Spivak Ch. 5 Limits, problem 6

[QuantumP7]

Homework Statement

Suppose the functions f and g have the following property: for all ε > 0 and all x,

If 0 < \left| x-2 \right| < \sin^{2} \left( \frac{\varepsilon^{2}}{9} \right) + \varepsilon, then \left| f(x) - 2 \right| < \varepsilon.

If 0 < \left| x - 2 \right| < \varepsilon^{2} then \left| g(x) - 4 \right| < \varepsilon.

For each \varepsilon > 0 find a \delta > 0 such that for all x:


ii) if 0 < \left| x-2 \right| < \delta, then \left| f(x)g(x) - 8 \right| < \varepsilon.

Homework Equations

The Attempt at a Solution

The solution book says:

We need: \left| f(x) - 2 \right| < min \left( 1, \frac{\varepsilon}{2 (\left| 4 \right| + 1)} \right) and \left| g(x) - 4 \right| < \frac{\varepsilon} {2 (\left| 2 \right|) + 1}.

My question is: How did they get these fractions in the solution?
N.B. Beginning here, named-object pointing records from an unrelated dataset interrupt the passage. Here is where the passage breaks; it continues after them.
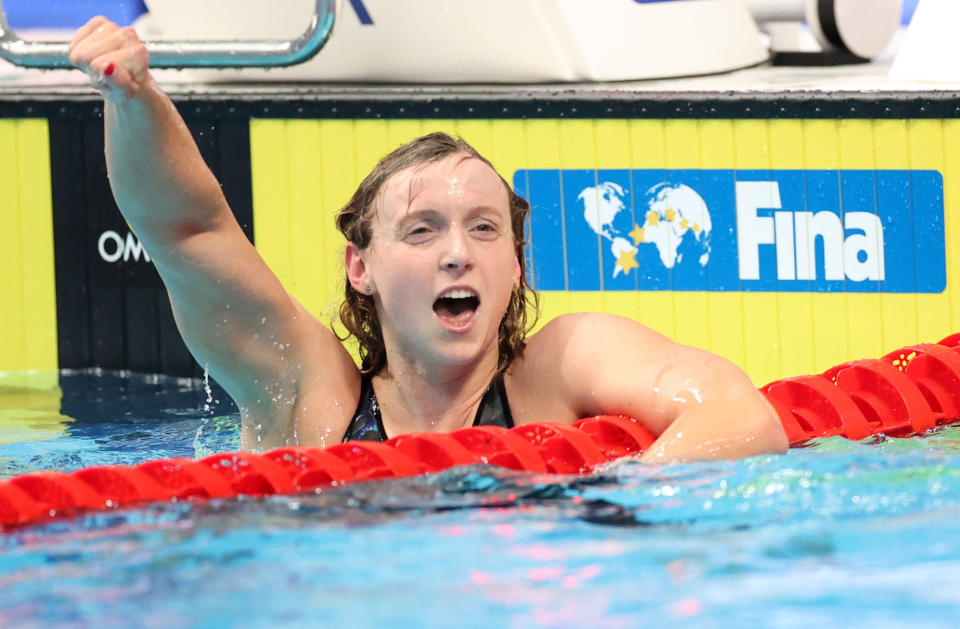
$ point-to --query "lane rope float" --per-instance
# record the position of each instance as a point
(907, 392)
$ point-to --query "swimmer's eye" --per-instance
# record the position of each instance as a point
(419, 233)
(486, 230)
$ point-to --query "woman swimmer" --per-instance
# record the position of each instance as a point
(435, 294)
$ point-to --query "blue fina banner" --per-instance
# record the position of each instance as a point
(744, 230)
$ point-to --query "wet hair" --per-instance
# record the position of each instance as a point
(358, 312)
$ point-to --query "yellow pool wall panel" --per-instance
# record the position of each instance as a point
(303, 171)
(28, 318)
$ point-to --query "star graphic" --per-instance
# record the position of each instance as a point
(627, 261)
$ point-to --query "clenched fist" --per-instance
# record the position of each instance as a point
(115, 59)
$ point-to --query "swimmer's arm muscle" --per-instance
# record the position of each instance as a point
(699, 404)
(235, 316)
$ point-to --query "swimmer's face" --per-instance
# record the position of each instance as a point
(441, 263)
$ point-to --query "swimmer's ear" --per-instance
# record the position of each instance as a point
(357, 270)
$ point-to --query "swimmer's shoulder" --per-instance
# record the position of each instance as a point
(564, 362)
(328, 387)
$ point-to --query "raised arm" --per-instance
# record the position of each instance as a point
(233, 313)
(701, 405)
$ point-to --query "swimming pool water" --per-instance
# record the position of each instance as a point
(838, 534)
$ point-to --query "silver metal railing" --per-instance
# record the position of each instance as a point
(187, 54)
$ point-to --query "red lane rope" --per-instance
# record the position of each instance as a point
(907, 392)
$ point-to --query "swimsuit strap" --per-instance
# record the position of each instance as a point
(367, 423)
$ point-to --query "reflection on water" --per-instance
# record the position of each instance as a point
(841, 533)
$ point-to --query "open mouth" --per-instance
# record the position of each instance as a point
(456, 306)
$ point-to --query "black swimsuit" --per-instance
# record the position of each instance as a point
(367, 424)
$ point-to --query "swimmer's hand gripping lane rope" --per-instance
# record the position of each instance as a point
(907, 392)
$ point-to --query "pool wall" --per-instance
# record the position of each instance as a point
(881, 169)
I've multiplied \left| f(x) - 2 \right| and \left| g(x) - 4 \right| to get \left| f(x)g(x) - 4f(x) - 2g(x) + 8 \right|. Am I going in the right direction?

 

[haruspex]

That g in the denominator in the first line is g(x)?
I would start by making some simplifying substitutions: u = x+2, F(u) = f(x)-2, G(u) = g(x)-4.

 

[QuantumP7]

The denominator in the first line is 9, not g.

 

[jbunniii]

My question is: How did they get these fractions in the solution? I've multiplied \left| f(x) - 2 \right| and \left| g(x) - 4 \right| to get \left| f(x)g(x) - 4f(x) - 2g(x) + 8 \right|. Am I going in the right direction?

You'll have to do some more algebra to get it into a useful form. Here's a suggestion for how to start:
$$f(x)g(x) - 8 = (f(x) - 2)(g(x) - 4) + 4f(x) + 2g(x) - 16$$
Now see if you can do some more manipulations on the right hand side. You want to get more terms containing (f(x) - 2) and (g(x) - 4).

 

[QuantumP7]

Thank you guys SO much!

jbunniii, that's exactly what I was looking for! Thank you!

 

[Independent]

A note for future visitors: the solution follows directly from part (2) of the lemma. No need for the algebraic manipulations.